Tuesday, October 18, 2016

Being the Bigger Person

A person could sit there and say that in a horrible situation, they could be the bigger person, but in reality, when a situation happens, everybody starts to feel the prickle of anger swipe through their blood stream. What do you do when your whole life is shattered by one single individual person’s words? I have always failed at letting things go.

It’s not for lack of trying.

I always like to think that I have a sensitive heart, and that when someone thinks it’s funny to put a person down, they are really only doing it because their life sucks. It’s worse when they say it in front of a five year old child. From the beginning I was always in the way. I stepped in to help, but being that I am the outsider I was the number one target.

It hurt my five year old, and it hurt me.

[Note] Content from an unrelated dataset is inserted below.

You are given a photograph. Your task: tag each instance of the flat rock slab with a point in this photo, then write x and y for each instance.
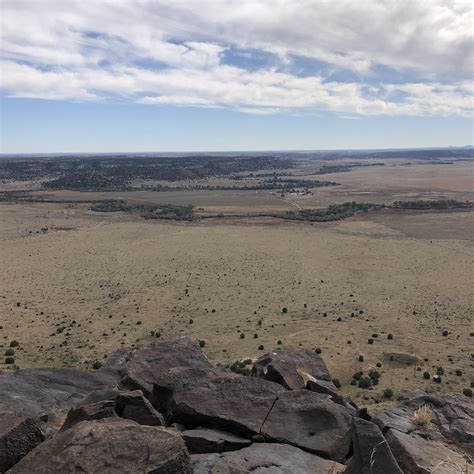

I wanted so badly to scream and cuss. I wanted to cry, hadn’t I had enough of a crappy life before? Did I really do something to deserve someone else’s insecurities added to my list of failures?

We all have days where we feel incredible anger. It takes over our minds, and leaves us in a mindless daze of revenge and outrage. The biggest question is, do we hurt those around us, or simply let the anger go?

I wish I could say that I was the bigger person in every bad situation, but then I would have to add being a liar to my list of flaws. I want to say something. I want send a text, a message, or a phone call and tell them to keep their life to themselves, and that if they had a problem with me to simply tell me rather than spewing my name to the world and to a child.

When you tell a child something nasty about another person you are only adding to their hurt. I know this game though. I know the challenge you can face when trying to correct a person’s wrong. Even if your intentions are pure good, someone can change that and in the end you lose control, or become the bad person. I don’t want to lower myself in any way. I want to be better, do better, and show my five year old better.


I have to do something right, and the only way to do that is to step out of the immature shadow that was thrust my way and step into the light of a parent, the shoes that sometimes are too hard to fill, but have to in order to make sure that my daughter never feels that it is okay to follow in the footsteps of a bully, into the life of someone insecure.